- Says domestic pharmaceutical manufacturers are competing with imported pharmaceutical products on an uneven playing field due to taxes imposed on critical packaging material imports
- Asserts local players are well-equipped to compete with imports in both quality and price
The Sri Lanka Pharmaceutical Manufacturers Association (SLPMA) urged the government to create a level playing field for domestic pharmaceutical manufacturers to compete with imported pharmaceutical products.
SLPMA Chief asserted that domestic pharmaceutical manufacturers are competing with imported pharmaceutical products on an uneven playing field due to taxes imposed on critical packaging material imports required to produce various pharmaceutical products domestically.
However, in contrast, no such taxes are imposed on fully imported pharmaceutical products entering the country.
According to SLPMA, a 24 percent tax is imposed on imported packaging materials.
“Although locally produced pharmaceuticals supply 35 percent of the public sector’s demand, they contribute only five percent to the private sector’s demand, mainly due to price competition that favours imports because of the unfair taxation on packaging materials,” SLPMA President Nalin Kannangara said.
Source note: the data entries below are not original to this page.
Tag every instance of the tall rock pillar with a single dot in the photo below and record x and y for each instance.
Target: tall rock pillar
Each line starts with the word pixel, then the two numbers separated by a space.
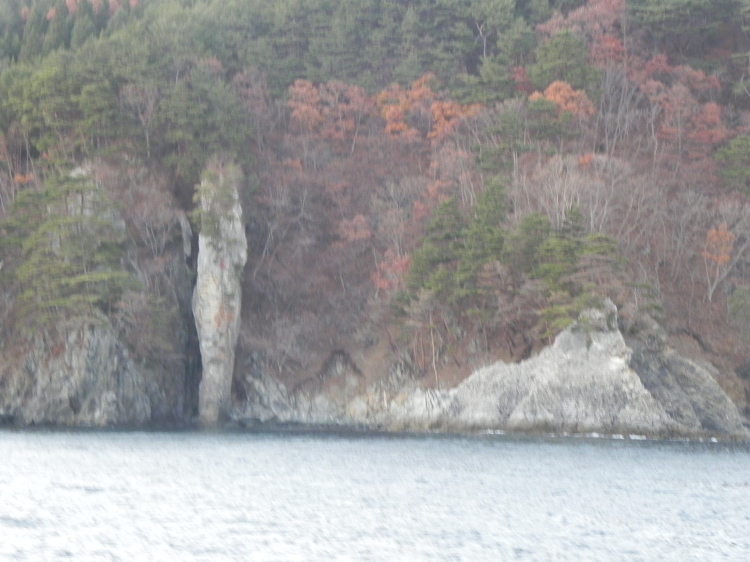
pixel 217 299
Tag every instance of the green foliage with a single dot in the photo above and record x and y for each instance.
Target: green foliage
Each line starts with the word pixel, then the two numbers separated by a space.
pixel 682 27
pixel 70 251
pixel 433 263
pixel 735 163
pixel 563 57
pixel 738 308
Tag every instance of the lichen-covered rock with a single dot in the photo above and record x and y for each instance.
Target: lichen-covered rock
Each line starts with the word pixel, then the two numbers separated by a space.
pixel 688 392
pixel 589 380
pixel 222 253
pixel 582 383
pixel 83 378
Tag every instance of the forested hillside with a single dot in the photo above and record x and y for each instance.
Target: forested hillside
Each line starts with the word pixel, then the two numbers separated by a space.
pixel 436 182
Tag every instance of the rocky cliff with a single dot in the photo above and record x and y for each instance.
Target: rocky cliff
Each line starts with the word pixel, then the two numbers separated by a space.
pixel 83 377
pixel 590 380
pixel 222 252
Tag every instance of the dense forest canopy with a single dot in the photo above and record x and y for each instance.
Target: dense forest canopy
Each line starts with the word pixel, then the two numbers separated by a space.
pixel 472 172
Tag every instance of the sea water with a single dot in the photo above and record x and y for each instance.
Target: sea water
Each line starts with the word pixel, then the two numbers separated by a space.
pixel 309 497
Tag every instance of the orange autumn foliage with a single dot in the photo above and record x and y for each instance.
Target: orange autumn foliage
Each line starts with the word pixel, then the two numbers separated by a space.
pixel 719 245
pixel 22 179
pixel 569 100
pixel 566 99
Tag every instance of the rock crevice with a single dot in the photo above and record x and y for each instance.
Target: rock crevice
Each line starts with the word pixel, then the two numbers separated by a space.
pixel 222 253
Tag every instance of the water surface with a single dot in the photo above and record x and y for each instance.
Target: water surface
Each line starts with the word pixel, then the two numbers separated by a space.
pixel 308 497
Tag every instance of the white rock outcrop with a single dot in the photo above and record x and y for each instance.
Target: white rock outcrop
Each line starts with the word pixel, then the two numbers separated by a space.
pixel 217 298
pixel 583 383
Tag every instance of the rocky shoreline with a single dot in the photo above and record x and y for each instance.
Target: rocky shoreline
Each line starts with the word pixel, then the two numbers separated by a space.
pixel 590 381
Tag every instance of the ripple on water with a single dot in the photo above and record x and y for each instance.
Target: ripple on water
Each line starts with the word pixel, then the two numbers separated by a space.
pixel 201 496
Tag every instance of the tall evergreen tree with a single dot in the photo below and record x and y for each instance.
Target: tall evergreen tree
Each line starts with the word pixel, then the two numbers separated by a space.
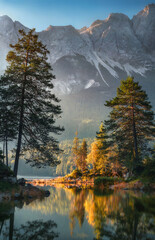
pixel 30 75
pixel 75 150
pixel 8 117
pixel 83 155
pixel 131 122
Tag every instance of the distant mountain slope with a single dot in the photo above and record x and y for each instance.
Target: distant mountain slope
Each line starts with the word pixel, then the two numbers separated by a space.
pixel 89 63
pixel 93 56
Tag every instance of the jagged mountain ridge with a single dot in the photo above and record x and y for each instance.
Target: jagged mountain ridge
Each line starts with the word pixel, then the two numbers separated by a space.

The association asserted that local players are well-equipped to compete with imports in both quality and price, but stressed they need a level playing field.
SLPMA Immediate Past President Kalana Hewamallika pointed out that, unlike imported pharmaceuticals, locally manufactured pharmaceuticals meet the latest global standards such as WHO’s and are tested for quality assurance by NMRA. In contrast, no such laboratory facilities exist to determine the safety and quality standards of imported pharmaceuticals in the country.
SLPMA Senior Vice President Dinesh Athapaththu noted that the Association has submitted a proposal to the government as a budget proposal to correct this tax anomaly, which favours imported pharmaceuticals over locally manufactured pharmaceuticals.
Commenting on the possible impact on government revenue, he noted that if this tax on packaging materials were to be removed, it would only create a Rs. one billion impact on state coffers. Hence, he argued that this is unlikely to create any tension with the IMF. Further, he urged the government to consider the significant savings this change would bring in foreign exchange.
Meanwhile, Kannangara highlighted that the lack of government policy has been the main obstacle deterring the development of the local pharmaceutical manufacturing industry. He pointed out that leading pharmaceutical manufacturing nations, such as Bangladesh, had clear government policies supporting their domestic industry, which played a crucial role in making them not only self-sufficient in pharmaceutical production but also leading exporters of pharmaceuticals.
According to Hewamallika, the domestic pharmaceutical manufacturing industry has seen notable growth over the past decade, from manufacturing 70 pharmaceutical products in 2015 to about 300 pharmaceutical products today.
There are about 23 manufacturing plants in operation. The industry also employs about 50,000 workers while supporting many ancillary industries. The buy-back agreements between SPC and private sector players have played a key role in this growth journey.
While the industry has also explored export opportunities, Hewamallika noted that the 30 percent corporate income tax has become a deterrent to competitiveness in targeted markets.